From “A Sikh Temple’s Century,” Bhira Backhaus, NYT:
“The Stockton Gurdwara in California — the first Sikh temple in the United States — is celebrating its 100th anniversary this year. Immigrants from Punjab, India, purchased the lot on Grant Street in early 1912.
“Once in a while, I bring out a black and white photograph of the gurdwara taken a few decades later. The members of the early families fan out on the steps leading up to its main entrance. I scan the faces, picking out my mother, my sister, brothers, cousins, aunts and finally, myself.
“On Saturday nights, when my white girlfriends were off to the movies on dates, I drove my mother to the nearby gurdwara for quiet evening services. I would roll my eyes as I changed out of my jeans into a salwar kameez outfit that I prayed no one but my Indian friends would witness me wearing. But I can recall very clearly the comfort of having my mother sitting beside me during the service, her bowed head draped in a white veil, the feeling of peace that washed over me when the hymns and chanting began.
“Eventually I left, in pursuit of an education…. And I married outside the Sikh community, causing a painful breach with my parents that had just begun to heal when they passed away. But when they reached out to me at last, I understood that I still belonged to the community, always had.
“The Sikh communities in California have flourished over the years. When I visit home now I am impressed by how comfortable the new generation seems in this country, whether they are developing advanced medical therapies for patients or dancing late into the night to bhangra beats. They have chosen to preserve their heritage while moving forward in the world.

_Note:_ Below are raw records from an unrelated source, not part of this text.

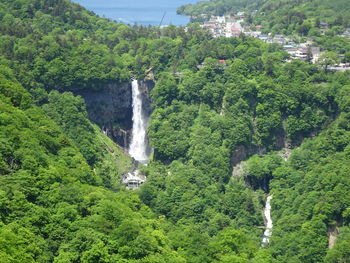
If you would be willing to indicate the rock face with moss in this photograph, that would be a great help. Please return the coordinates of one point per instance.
(110, 108)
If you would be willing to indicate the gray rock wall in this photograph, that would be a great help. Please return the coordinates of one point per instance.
(110, 108)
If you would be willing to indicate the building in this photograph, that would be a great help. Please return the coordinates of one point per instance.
(133, 180)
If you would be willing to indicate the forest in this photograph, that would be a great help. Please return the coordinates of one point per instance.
(232, 123)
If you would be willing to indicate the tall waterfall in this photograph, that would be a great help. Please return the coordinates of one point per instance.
(138, 148)
(269, 224)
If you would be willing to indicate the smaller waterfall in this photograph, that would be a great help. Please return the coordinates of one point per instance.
(269, 224)
(138, 148)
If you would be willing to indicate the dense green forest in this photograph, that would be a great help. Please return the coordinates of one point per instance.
(217, 102)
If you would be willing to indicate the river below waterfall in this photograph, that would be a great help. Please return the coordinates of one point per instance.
(138, 148)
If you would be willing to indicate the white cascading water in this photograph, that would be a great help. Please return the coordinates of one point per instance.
(269, 224)
(138, 147)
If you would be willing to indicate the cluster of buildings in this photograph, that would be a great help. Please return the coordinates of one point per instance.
(232, 26)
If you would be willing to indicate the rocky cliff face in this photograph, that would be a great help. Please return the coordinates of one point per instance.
(111, 108)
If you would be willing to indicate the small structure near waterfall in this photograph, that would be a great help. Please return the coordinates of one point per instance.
(133, 180)
(138, 148)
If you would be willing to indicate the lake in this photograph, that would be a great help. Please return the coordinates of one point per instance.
(139, 12)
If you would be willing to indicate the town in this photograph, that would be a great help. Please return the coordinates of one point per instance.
(234, 26)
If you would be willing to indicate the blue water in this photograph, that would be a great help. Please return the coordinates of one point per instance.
(141, 12)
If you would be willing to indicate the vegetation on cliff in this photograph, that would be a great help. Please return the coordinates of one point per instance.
(217, 102)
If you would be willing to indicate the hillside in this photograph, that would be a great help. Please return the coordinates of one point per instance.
(232, 124)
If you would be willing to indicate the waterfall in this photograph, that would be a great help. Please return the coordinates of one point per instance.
(138, 148)
(269, 224)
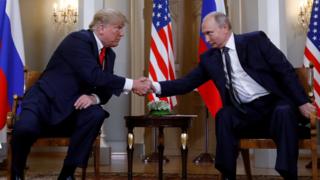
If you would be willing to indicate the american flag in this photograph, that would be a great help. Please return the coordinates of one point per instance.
(312, 49)
(208, 91)
(161, 66)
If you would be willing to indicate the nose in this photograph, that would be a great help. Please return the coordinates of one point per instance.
(122, 32)
(207, 38)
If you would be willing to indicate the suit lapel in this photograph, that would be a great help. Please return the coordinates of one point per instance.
(241, 50)
(109, 60)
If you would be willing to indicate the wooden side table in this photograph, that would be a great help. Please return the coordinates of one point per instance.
(176, 121)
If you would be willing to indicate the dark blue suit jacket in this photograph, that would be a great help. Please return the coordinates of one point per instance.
(72, 71)
(261, 59)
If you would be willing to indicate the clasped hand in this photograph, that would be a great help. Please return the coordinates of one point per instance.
(142, 86)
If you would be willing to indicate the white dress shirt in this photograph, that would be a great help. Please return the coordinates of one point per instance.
(128, 83)
(246, 88)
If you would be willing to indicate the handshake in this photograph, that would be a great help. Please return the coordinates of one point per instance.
(142, 86)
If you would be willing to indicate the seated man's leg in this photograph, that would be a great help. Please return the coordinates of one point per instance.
(283, 128)
(227, 142)
(25, 133)
(87, 124)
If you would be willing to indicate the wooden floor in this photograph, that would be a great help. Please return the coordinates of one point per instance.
(44, 163)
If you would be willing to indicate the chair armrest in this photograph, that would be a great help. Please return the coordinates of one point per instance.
(10, 120)
(11, 116)
(313, 124)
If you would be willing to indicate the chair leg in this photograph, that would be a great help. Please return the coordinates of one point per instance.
(246, 162)
(96, 157)
(314, 164)
(83, 174)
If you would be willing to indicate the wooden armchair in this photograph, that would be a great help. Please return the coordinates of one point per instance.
(30, 78)
(305, 142)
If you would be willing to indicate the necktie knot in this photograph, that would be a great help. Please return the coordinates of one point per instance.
(225, 49)
(102, 55)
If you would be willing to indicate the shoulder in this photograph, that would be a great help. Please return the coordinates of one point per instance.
(210, 54)
(82, 34)
(79, 38)
(251, 36)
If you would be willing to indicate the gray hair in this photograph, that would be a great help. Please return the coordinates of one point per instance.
(220, 18)
(108, 16)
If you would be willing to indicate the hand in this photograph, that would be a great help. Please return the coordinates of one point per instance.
(85, 101)
(141, 86)
(307, 109)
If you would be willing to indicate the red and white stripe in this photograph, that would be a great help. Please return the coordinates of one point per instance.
(312, 54)
(161, 66)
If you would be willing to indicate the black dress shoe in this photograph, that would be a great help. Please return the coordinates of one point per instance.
(16, 177)
(70, 177)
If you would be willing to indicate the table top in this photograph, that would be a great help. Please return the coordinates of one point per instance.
(178, 120)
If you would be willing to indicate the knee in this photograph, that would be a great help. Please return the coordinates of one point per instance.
(285, 114)
(284, 111)
(97, 113)
(21, 130)
(224, 116)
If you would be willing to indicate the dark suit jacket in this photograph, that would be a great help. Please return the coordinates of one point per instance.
(261, 59)
(72, 71)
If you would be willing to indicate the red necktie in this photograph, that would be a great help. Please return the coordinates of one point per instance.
(102, 55)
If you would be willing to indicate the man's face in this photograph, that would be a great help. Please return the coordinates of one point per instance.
(111, 34)
(216, 36)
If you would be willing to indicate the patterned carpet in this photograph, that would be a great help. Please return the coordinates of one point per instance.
(123, 176)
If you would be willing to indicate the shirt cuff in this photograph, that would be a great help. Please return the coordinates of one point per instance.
(157, 87)
(97, 98)
(127, 86)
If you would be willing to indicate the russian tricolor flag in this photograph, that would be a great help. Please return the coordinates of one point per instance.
(11, 56)
(208, 90)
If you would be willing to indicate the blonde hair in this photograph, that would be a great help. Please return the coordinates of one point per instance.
(107, 16)
(220, 18)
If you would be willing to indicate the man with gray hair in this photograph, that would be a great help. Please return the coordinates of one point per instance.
(260, 92)
(66, 99)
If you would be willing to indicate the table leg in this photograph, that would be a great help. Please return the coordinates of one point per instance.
(184, 153)
(160, 150)
(130, 152)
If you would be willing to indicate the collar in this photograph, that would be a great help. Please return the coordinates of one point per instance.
(99, 43)
(230, 43)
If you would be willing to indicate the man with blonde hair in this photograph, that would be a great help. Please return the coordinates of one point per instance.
(66, 99)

“But people still sometimes ask me, why can’t they assimilate more? Dress like us. Talk like us. Perhaps, some seen to believe, that would prevent the sort of tragedy that happened in Wisconsin. I never have an easy answer. But I do know this: to wipe away what has come before, who we have been over the centuries, also means to forget who our own mothers and fathers were. It means that how they conducted their lives — the families they raised, the homes they built — didn’t matter. It denies us that basic human impulse, to remember their stories, the unique timbre of their voices. It would be as if they had never existed at all.”